2. Register the server with your client

All examples use the same endpoint and header — only the config file location varies. Restart the client after editing.

Claude Desktop

macOS: ~/Library/Application Support/Claude/claude_desktop_config.json. Windows: %APPDATA%\Claude\claude_desktop_config.json.

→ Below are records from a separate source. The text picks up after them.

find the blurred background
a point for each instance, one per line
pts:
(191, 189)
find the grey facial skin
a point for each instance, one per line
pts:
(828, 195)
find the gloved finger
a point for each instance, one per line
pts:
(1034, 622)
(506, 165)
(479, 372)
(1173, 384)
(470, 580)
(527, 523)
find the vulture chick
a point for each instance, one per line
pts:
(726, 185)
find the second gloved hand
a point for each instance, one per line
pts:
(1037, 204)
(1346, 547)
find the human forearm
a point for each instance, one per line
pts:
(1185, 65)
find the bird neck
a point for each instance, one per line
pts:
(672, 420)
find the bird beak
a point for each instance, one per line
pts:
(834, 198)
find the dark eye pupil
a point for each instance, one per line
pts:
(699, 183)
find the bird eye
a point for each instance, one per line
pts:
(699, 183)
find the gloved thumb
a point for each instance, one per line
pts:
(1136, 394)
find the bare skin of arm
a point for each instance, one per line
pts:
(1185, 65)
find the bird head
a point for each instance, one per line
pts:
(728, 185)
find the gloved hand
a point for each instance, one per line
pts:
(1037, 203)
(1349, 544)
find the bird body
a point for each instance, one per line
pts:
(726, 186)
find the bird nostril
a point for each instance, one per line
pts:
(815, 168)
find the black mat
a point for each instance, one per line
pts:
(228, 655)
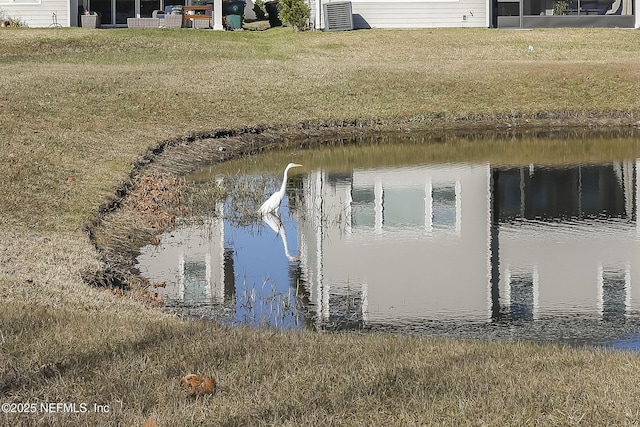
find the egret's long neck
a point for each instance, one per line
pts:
(283, 187)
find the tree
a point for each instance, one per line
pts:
(294, 13)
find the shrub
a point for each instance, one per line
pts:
(294, 13)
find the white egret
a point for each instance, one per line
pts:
(273, 203)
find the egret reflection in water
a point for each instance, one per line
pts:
(444, 248)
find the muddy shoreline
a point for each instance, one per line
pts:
(149, 201)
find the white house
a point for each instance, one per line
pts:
(363, 13)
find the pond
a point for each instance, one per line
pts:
(518, 238)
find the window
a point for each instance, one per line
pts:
(363, 209)
(404, 207)
(615, 292)
(195, 278)
(522, 294)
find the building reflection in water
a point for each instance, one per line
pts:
(466, 242)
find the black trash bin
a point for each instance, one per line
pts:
(272, 10)
(234, 11)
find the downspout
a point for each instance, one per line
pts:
(318, 20)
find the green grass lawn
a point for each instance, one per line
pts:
(80, 113)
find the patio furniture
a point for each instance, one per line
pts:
(193, 14)
(171, 21)
(143, 22)
(90, 21)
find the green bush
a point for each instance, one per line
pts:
(294, 13)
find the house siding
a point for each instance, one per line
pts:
(419, 14)
(41, 15)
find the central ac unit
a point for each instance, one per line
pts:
(337, 16)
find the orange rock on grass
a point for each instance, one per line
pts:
(197, 385)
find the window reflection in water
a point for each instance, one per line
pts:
(379, 249)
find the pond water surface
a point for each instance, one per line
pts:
(536, 248)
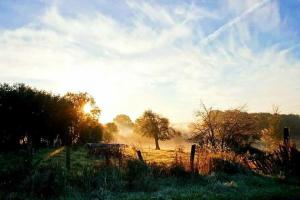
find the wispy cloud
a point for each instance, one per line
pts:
(153, 59)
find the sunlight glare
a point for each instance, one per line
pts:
(87, 108)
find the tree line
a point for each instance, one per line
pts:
(38, 118)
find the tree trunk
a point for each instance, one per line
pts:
(156, 144)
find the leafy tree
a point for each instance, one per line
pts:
(110, 129)
(232, 129)
(85, 122)
(123, 121)
(154, 126)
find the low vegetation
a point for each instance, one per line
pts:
(54, 147)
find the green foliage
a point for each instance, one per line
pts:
(154, 126)
(36, 118)
(110, 129)
(123, 121)
(139, 176)
(47, 181)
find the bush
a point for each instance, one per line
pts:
(15, 167)
(139, 176)
(226, 166)
(47, 181)
(178, 170)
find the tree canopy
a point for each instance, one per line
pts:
(154, 126)
(37, 117)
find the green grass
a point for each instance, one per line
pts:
(111, 183)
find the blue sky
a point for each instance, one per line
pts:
(164, 55)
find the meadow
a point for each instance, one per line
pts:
(165, 175)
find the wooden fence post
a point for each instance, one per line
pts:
(139, 154)
(68, 162)
(192, 157)
(286, 136)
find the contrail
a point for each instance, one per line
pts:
(232, 22)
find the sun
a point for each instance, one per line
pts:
(87, 108)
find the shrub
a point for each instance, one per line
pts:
(47, 181)
(226, 166)
(139, 176)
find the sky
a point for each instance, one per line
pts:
(164, 55)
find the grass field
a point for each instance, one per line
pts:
(114, 181)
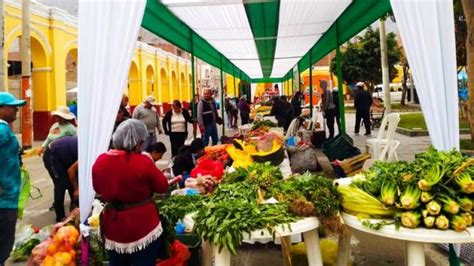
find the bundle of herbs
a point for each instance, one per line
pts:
(435, 191)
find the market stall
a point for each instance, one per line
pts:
(427, 201)
(104, 44)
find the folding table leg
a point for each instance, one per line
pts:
(206, 253)
(313, 251)
(285, 250)
(223, 258)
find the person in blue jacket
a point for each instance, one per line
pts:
(10, 176)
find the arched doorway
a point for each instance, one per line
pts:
(174, 87)
(183, 88)
(134, 92)
(150, 81)
(71, 80)
(164, 90)
(39, 84)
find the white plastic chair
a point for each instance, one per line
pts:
(385, 134)
(387, 154)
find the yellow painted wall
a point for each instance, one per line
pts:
(54, 36)
(231, 89)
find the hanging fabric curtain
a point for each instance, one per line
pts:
(108, 32)
(427, 32)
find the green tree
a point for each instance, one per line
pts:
(360, 58)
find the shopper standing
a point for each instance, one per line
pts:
(328, 107)
(63, 154)
(208, 118)
(127, 180)
(175, 125)
(147, 113)
(362, 103)
(64, 126)
(244, 109)
(337, 113)
(10, 175)
(296, 103)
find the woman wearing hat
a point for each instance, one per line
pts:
(126, 180)
(63, 126)
(175, 125)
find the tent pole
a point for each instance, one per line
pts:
(339, 84)
(233, 79)
(193, 100)
(222, 100)
(310, 85)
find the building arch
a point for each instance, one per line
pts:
(150, 80)
(164, 86)
(134, 92)
(35, 33)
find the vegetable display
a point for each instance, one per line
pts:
(435, 191)
(240, 205)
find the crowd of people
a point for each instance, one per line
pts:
(126, 176)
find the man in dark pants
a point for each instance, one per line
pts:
(10, 175)
(63, 156)
(335, 98)
(362, 103)
(208, 118)
(329, 108)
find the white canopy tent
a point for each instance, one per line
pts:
(108, 31)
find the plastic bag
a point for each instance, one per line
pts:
(39, 253)
(179, 255)
(304, 160)
(208, 167)
(24, 192)
(23, 233)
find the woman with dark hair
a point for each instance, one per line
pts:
(127, 180)
(296, 103)
(64, 125)
(175, 125)
(187, 157)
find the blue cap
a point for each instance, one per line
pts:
(8, 99)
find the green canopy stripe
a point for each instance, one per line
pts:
(359, 15)
(263, 18)
(162, 22)
(267, 80)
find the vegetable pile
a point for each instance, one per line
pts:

{ "mcpServers": { "makespdf": { "url": "https://makespdf.com/api/v1/mcp", "headers": { "Authorization": "Bearer mpdf_your_api_key" } } } }

Claude Code

Add to your user or project .mcp.json (or use claude mcp add):

claude mcp add --transport http makespdf \ https://makespdf.com/api/v1/mcp \ --header "Authorization: Bearer mpdf_your_api_key"

Cursor

Global config at ~/.cursor/mcp.json, or per-project at .cursor/mcp.json:

{ "mcpServers": { "makespdf": { "url": "https://makespdf.com/api/v1/mcp", "headers": { "Authorization": "Bearer mpdf_your_api_key" } } } }

Other clients

Any client that supports the MCP Streamable HTTP transport (2025-03-26 revision or later) will work. Point it at https://makespdf.com/api/v1/mcp and send Authorization: Bearer <key> on every POST.

3. Verify the connection

Most clients list connected MCP servers in a status panel. Quick sanity check from the command line:

curl -X POST https://makespdf.com/api/v1/mcp \ -H "Authorization: Bearer mpdf_your_api_key" \ -H "Content-Type: application/json" \ -d '{"jsonrpc":"2.0","id":1,"method":"tools/list"}'

You should see a JSON response listing all eleven tools. A 401 means the API key isn’t valid; a 200 with an empty tool array shouldn’t happen — if it does, file an issue.

4. Try it

Ask your AI something like:

Create an invoice template for Acme Corp with 3 line items, save it, and show me the preview PDF.

The agent should:

  1. Read the pdf-template-author.md resource (prompted by the server’s instructions).
  2. Draft DSL and call validate_dsl.
  3. Fix any reported issues and call render_dsl_preview.
  4. Call save_template once you confirm the result.
  5. (Optional, billed) Call render_template with the new ID and real data to produce the deliverable PDF.

Limits and cost

  • Rate limits are shared with the REST endpoints each tool wraps — MCP calls and curl/CLI calls draw from the same per-endpoint bucket (e.g. 200/hour for preview, 500/hour for the validate tools, 100/hour for template writes).
  • Billing: every authoring tool is free. The one billed tool is render_template, which deducts 1 credit per 10 pages on success — same rate as /api/v1/render. The tool description and the JSON metadata it returns (creditsDeducted, creditsRemaining) make the cost explicit so a chat session can surface it to the human. The markdown endpoint (/md) remains REST-only.
  • Watermarks: render_dsl_preview always bakes a “PREVIEW — NOT FOR USE” overlay into the PDF and is free. render_template follows the caller’s plan: free-plan output is stamped, paid plans render clean.